Ini Mati Bukan Giliranku

Saya biasanya memilih berdoa sendiri, merenung sendiri, saat kematian terdengar menimpa seorang saudara, sahabat, tetangga, atau kerabat jauh. Saya percaya betul kematian adalah nasihat terbaik bahwa hidup di dunia ini sementara, mau tak mau, siap tak siap akan ditinggalkan. Setiap ada kematian, selalu ada pertanyaan pada diri sendiri, “Sudah siapkah kamu?” Seraya memandang anak-anak yang masih kecil, cicilan bulanan yang masih beberapa tahun lagi, dan hutang kebaikan yang bukannya semakin lunas justru semakin bertambah lagi.

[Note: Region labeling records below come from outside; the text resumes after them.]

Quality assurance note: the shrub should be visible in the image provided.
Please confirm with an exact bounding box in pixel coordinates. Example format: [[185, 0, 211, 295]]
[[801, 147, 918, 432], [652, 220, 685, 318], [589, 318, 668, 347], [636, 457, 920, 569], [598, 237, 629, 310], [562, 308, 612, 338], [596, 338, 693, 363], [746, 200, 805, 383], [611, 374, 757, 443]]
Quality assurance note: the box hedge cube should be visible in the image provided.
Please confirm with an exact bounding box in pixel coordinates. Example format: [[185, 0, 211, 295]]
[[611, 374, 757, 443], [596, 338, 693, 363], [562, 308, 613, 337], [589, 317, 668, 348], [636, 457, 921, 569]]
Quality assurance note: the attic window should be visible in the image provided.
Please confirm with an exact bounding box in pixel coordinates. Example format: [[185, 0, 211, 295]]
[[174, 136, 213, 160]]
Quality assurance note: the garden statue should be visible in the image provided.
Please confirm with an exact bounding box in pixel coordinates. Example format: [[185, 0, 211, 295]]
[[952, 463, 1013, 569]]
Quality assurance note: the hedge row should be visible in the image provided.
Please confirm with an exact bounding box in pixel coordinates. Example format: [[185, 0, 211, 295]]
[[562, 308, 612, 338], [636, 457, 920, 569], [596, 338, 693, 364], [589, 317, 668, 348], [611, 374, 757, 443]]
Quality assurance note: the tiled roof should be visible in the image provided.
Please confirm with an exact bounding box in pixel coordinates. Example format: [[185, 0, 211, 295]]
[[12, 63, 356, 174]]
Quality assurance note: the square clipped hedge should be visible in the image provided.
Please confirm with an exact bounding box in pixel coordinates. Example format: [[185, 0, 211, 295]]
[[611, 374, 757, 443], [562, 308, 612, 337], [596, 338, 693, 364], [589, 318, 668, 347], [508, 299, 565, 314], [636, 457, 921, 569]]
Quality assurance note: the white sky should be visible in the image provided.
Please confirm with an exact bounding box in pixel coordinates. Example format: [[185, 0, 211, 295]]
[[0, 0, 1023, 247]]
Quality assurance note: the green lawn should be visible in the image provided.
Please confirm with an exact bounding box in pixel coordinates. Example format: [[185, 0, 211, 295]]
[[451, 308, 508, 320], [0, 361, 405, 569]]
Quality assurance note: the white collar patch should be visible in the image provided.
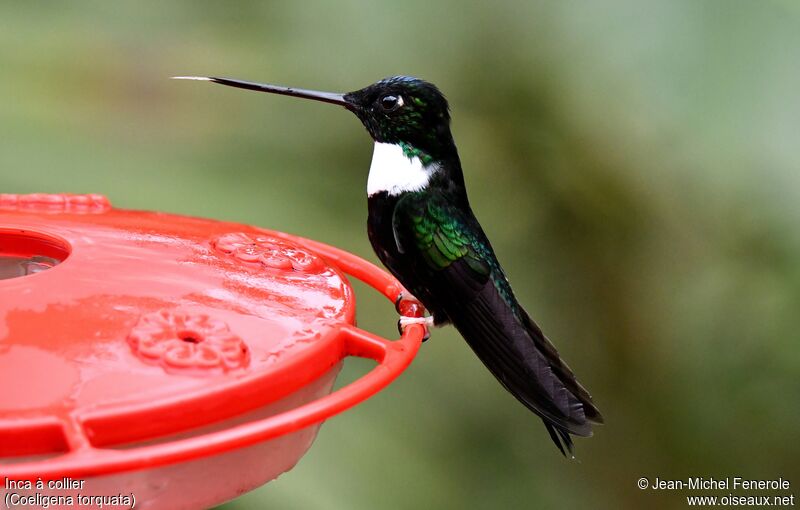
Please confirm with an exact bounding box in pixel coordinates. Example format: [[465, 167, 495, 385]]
[[367, 142, 436, 196]]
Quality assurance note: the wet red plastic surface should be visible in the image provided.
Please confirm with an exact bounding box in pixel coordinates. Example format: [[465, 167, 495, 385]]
[[0, 194, 424, 478]]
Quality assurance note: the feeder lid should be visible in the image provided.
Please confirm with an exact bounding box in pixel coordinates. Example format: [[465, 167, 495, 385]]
[[0, 195, 355, 457]]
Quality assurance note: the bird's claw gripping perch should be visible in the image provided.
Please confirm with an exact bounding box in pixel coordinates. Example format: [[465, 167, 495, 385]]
[[397, 316, 433, 342], [394, 291, 433, 342]]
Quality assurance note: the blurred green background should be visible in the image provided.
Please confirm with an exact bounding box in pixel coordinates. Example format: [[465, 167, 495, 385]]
[[0, 0, 800, 510]]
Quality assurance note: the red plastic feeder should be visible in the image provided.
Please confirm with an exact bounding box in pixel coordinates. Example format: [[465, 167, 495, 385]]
[[0, 194, 424, 509]]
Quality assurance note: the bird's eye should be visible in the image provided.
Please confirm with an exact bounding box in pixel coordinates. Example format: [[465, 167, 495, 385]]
[[380, 94, 403, 112]]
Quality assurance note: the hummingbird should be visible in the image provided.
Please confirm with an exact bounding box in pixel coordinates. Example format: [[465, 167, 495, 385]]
[[174, 76, 603, 456]]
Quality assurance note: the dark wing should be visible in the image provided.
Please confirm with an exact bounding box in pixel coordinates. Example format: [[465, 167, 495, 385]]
[[394, 191, 602, 452]]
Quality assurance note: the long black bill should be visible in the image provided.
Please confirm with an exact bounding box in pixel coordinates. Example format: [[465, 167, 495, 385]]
[[172, 76, 352, 109]]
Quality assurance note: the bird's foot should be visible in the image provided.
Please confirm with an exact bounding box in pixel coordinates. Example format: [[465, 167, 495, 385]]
[[397, 316, 433, 342], [394, 290, 425, 315]]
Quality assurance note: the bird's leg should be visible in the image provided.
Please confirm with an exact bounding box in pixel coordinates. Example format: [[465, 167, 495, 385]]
[[394, 290, 435, 342], [394, 290, 425, 315], [397, 315, 434, 342]]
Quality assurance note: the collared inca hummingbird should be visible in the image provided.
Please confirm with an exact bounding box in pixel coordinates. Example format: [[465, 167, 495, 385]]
[[176, 76, 603, 455]]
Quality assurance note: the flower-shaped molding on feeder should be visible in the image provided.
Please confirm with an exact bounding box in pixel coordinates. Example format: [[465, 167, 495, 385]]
[[0, 194, 424, 508], [128, 310, 250, 371]]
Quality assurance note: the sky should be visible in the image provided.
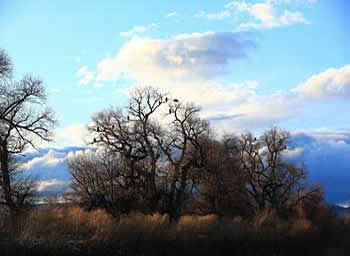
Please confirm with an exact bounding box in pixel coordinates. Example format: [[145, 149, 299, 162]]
[[0, 0, 350, 202]]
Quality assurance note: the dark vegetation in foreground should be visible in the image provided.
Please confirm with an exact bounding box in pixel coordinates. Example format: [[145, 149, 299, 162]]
[[0, 207, 350, 256]]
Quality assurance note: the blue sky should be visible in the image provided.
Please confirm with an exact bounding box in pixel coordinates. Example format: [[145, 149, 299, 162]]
[[0, 0, 350, 204]]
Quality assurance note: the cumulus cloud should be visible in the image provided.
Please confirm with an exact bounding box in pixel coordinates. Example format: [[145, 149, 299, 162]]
[[195, 10, 231, 20], [294, 65, 350, 100], [291, 128, 350, 203], [21, 149, 64, 170], [166, 12, 178, 18], [54, 124, 87, 147], [97, 32, 256, 84], [225, 0, 310, 30], [77, 66, 95, 85], [37, 179, 69, 192], [119, 23, 158, 37]]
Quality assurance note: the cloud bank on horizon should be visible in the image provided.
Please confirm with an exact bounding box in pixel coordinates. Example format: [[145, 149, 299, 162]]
[[0, 0, 350, 204]]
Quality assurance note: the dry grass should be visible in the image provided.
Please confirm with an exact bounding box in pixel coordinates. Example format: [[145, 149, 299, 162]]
[[0, 207, 350, 256]]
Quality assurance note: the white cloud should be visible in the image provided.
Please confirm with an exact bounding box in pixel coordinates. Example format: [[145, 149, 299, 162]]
[[167, 12, 178, 18], [119, 23, 158, 37], [283, 147, 304, 158], [54, 124, 87, 147], [37, 179, 69, 192], [97, 32, 255, 84], [225, 0, 310, 30], [49, 88, 61, 94], [195, 10, 231, 20], [77, 66, 95, 85], [21, 149, 65, 170], [294, 65, 350, 100]]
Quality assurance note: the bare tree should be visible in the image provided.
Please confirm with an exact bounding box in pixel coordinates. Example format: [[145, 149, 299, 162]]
[[200, 135, 250, 216], [240, 128, 306, 210], [89, 87, 209, 222], [0, 50, 56, 213], [67, 151, 138, 215]]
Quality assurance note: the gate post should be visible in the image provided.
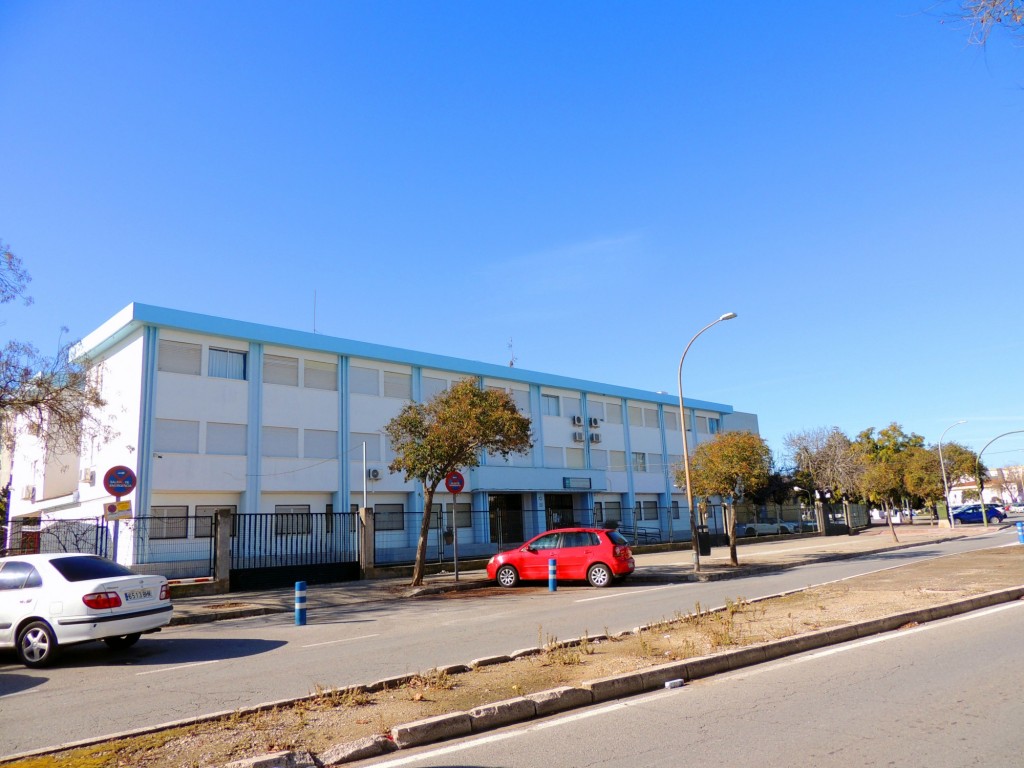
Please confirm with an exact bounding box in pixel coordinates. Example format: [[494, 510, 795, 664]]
[[359, 507, 377, 579], [213, 509, 231, 593]]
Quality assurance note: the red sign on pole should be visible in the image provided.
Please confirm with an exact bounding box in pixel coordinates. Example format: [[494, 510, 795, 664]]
[[103, 467, 137, 499], [444, 472, 466, 494]]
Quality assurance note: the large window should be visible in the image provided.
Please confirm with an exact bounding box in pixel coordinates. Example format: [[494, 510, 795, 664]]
[[207, 348, 246, 381], [384, 371, 413, 400], [150, 507, 188, 540], [302, 429, 338, 459], [263, 354, 299, 387], [157, 339, 203, 376], [273, 504, 313, 536], [153, 419, 199, 454], [206, 421, 249, 456], [302, 360, 338, 392], [263, 427, 299, 459], [374, 504, 406, 530]]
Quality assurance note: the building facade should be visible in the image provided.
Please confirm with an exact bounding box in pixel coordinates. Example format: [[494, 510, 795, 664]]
[[11, 304, 758, 581]]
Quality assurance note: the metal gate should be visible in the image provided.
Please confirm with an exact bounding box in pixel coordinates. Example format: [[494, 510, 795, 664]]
[[230, 512, 359, 591]]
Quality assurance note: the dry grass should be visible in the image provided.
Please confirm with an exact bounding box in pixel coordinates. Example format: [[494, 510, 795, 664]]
[[9, 547, 1024, 768]]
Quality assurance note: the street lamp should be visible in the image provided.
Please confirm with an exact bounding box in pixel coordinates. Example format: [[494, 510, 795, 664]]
[[975, 429, 1024, 528], [679, 312, 736, 571], [939, 419, 967, 527]]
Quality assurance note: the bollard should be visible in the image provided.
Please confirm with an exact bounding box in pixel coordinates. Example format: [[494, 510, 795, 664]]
[[295, 582, 306, 627]]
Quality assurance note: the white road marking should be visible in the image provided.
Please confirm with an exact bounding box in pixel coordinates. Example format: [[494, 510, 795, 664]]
[[299, 633, 380, 648], [135, 658, 220, 677]]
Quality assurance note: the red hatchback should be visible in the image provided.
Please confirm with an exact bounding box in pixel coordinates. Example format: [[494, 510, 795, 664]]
[[487, 528, 635, 587]]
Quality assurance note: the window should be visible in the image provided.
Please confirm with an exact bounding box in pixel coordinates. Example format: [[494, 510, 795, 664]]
[[544, 445, 565, 467], [349, 432, 381, 462], [348, 366, 381, 396], [541, 394, 561, 416], [273, 504, 313, 536], [421, 376, 447, 402], [206, 422, 249, 456], [302, 429, 338, 459], [263, 427, 299, 459], [153, 419, 199, 454], [665, 410, 679, 432], [302, 360, 338, 392], [263, 354, 299, 387], [565, 449, 585, 469], [627, 406, 643, 427], [207, 347, 246, 381], [157, 339, 203, 376], [150, 507, 188, 540], [384, 371, 413, 400], [374, 504, 406, 530]]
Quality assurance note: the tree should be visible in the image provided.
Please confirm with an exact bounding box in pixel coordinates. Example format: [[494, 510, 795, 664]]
[[384, 379, 532, 587], [0, 243, 109, 454], [676, 432, 772, 565], [956, 0, 1024, 45]]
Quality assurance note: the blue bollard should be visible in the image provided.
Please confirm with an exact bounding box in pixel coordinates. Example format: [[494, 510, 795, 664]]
[[295, 582, 306, 627]]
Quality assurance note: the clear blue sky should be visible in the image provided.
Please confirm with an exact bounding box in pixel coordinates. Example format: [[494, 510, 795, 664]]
[[0, 0, 1024, 466]]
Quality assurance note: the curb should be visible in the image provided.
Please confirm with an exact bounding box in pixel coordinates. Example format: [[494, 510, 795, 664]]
[[6, 585, 1024, 768]]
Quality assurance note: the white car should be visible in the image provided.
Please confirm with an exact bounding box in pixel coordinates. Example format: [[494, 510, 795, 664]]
[[0, 553, 173, 667]]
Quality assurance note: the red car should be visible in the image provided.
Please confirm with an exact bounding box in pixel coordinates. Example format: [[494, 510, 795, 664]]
[[487, 528, 635, 587]]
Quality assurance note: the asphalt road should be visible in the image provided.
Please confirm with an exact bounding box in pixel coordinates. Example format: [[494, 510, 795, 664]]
[[0, 530, 1016, 755], [353, 601, 1024, 768]]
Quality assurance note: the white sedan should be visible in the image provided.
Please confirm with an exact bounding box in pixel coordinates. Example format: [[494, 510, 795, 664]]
[[0, 553, 173, 667]]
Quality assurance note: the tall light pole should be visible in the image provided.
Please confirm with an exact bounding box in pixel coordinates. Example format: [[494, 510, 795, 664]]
[[939, 419, 967, 527], [975, 429, 1024, 528], [679, 312, 736, 571]]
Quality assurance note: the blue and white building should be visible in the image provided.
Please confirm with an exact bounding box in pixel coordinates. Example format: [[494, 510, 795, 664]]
[[10, 304, 758, 570]]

Maka kupilih sendiri saja merenungi kematian. Sambil mengingat pesan Rumi sebelum wafatnya:

“Aku harap kalian takut dengan Tuhan dimana pun kalian berada, makanlah sedikit saja, tidur sedikit, bicara sedikit, tahanlah diri kalian untuk melakukan kejahatan, tetaplah berdoa dan berpuasa, menerima tanpa mengeluh terhadap tingkah laku yang buruk dari orang lain. Orang terbaik adalah seseorang yang berbuat baik kepada semua orang, dan pembicaraan terbaik adalah pembicaraan yang sedikit dan ringkas, tapi komprehensif, dan semua pujian hanyalah milik Allah.”

Lihatlah betapa susah menjalankan satu atau dua saja dari nasihat ini. Terlebih nasihat “menerima tanpa mengeluh terhadap tingkah laku yang buruk dari orang lain”. Walau sudah berusaha memaafkan, mengeluarkan sisa perasaan negative akan orang lain, tetap saja rasa kesal mendekam di hati ini, lalu dengan mengendap membajak sikap dan perilaku. Maka, bukan kematian orang tertentu yang membuatku bersedih, namun keinsyafanku untuk hidup lebih baik yang membuatku terdiam lama.

Hari ini, ada kabar salah seorang senior di Fakultas Ushuluddin, Dr. H. Nursomad Kamba, wafat. Sebelumnya senior lain, Dr. H. Adeng Muchtar Ghozali. Sebelumnya lagi Prof. Dr. H. Abdul Rozak. Betapa bertubi-tubi. Jika kematian seperti burung, ia mungkin berputar-putar di atas kepala kami civitas akademika Fakultas Ushuluddin, pernah juga berputar di atas kepalaku, lalu mereka memilih dua orang senior itu. Atau mungkinkah dua orang senior itu yang menangkap burung itu, “Biar saya dulu, saya sudah siap”.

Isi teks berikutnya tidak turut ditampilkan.